Time is running out to save the Horn of Africa: UN

The UN on Thursday appealed for immediate financial aid to help the Horn of Africa, stressing that more than 18 million people are affected by drought and that the situation is likely to worsen in the coming weeks.
“We are out of time. We urgently need money to save lives,” UN Under-Secretary-General for Humanitarian Affairs Martin Griffiths told a news conference in Geneva. , after a two-day visit to Kenya.
From southern Ethiopia to northern Kenya via Somalia, the Horn of Africa is facing a drought that is alarming humanitarian organizations, with nearly 20 million people at risk of hunger.
In these regions where the population lives mainly from livestock and agriculture, the last three rainy seasons have been marked by low rainfall, in addition to an invasion of locusts which ravaged crops between 2019 and 2021.
“No one needs help more urgently,” Mr Griffiths said. “More than 18 million people in Ethiopia, Somalia and Kenya are affected by drought. Most of them wake up hungry and don’t know if they are going to eat that day or not,” he said. he says.
“It is likely to get worse in the coming weeks,” he added, with prospects for the next rainy season, from October to December, “as dire as the last four.”

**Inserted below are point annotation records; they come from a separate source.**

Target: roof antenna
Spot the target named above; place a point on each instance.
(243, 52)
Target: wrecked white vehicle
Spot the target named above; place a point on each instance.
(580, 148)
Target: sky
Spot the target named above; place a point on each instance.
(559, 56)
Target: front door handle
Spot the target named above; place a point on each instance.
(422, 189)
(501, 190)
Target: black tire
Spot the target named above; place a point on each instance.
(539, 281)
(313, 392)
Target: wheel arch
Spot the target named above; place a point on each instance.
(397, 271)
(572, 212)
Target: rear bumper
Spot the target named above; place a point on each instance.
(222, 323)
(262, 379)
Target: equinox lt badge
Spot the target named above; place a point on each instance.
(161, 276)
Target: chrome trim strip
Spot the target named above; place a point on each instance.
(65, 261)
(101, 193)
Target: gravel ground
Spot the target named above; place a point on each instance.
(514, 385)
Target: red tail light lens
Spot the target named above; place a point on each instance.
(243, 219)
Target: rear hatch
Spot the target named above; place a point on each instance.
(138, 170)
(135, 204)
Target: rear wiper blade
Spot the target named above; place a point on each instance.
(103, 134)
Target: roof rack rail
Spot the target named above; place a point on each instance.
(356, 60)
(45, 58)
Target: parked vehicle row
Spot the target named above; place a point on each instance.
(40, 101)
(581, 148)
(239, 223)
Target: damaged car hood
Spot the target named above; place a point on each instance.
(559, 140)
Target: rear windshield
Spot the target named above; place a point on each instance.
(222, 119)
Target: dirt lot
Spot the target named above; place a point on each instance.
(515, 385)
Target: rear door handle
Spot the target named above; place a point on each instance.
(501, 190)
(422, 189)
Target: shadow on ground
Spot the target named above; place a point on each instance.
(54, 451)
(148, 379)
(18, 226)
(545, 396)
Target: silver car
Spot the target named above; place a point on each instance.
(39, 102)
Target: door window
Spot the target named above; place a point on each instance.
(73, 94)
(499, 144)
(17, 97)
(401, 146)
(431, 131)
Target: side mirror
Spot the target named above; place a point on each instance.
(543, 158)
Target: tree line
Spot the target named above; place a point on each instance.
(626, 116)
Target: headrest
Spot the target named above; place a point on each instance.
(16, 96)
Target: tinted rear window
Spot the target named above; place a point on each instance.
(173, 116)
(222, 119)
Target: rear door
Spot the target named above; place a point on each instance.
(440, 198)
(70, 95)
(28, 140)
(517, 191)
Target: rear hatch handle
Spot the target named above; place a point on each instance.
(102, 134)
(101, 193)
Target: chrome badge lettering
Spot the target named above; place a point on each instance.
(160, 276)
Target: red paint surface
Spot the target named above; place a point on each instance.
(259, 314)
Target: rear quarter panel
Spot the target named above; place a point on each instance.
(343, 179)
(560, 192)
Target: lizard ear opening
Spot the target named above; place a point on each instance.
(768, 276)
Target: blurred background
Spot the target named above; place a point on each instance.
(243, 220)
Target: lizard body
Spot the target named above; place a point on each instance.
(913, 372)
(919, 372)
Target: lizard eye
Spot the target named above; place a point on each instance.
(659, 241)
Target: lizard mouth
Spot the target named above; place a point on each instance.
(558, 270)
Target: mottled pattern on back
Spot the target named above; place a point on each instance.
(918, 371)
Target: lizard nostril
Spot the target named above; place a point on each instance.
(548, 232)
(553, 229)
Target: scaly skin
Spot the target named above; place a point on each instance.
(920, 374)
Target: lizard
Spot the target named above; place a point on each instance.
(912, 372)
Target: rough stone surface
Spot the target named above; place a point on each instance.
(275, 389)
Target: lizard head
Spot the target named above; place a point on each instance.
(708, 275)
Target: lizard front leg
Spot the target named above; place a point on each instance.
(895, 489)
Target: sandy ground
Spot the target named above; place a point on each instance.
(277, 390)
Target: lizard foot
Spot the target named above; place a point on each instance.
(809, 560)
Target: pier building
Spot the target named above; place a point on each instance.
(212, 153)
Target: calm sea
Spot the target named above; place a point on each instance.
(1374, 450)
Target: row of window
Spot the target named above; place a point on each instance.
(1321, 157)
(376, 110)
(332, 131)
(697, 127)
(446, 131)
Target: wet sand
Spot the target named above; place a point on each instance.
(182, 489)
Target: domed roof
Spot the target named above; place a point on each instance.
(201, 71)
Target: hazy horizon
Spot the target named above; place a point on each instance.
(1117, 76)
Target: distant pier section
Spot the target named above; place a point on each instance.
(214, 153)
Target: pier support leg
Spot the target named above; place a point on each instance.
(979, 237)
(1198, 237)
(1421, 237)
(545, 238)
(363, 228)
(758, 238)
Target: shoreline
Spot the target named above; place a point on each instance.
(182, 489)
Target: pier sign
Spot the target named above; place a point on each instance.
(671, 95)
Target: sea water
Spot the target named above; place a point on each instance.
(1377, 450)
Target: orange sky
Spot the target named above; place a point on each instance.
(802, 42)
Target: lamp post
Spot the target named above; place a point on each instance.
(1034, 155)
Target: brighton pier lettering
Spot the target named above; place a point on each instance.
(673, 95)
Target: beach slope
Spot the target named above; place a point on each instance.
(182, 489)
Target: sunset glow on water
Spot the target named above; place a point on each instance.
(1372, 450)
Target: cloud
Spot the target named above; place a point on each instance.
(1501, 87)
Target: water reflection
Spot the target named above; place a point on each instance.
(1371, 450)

A month after the theoretical start of the rainy season, “the number of people who are hungry due to drought could skyrocket from the current estimate of 14 million to 20 million in 2022”, said in April the World Food Program (WFP).
Nearly 40% of Somalia’s population, or six million people, face extreme levels of food insecurity and some areas are likely already experiencing famine, according to the UN’s humanitarian coordination agency Ocha.
In Ethiopia, 6.5 million people face “severe food insecurity”, as do 3.5 million people in Kenya, according to the agency.
Across the region, a million people have had to leave their homes due to lack of water and pasture, and at least 3 million head of cattle have perished, adds Ocha.
In Kenya, Somalia and Ethiopia, around 5.7 million children suffer from acute malnutrition, according to the UN.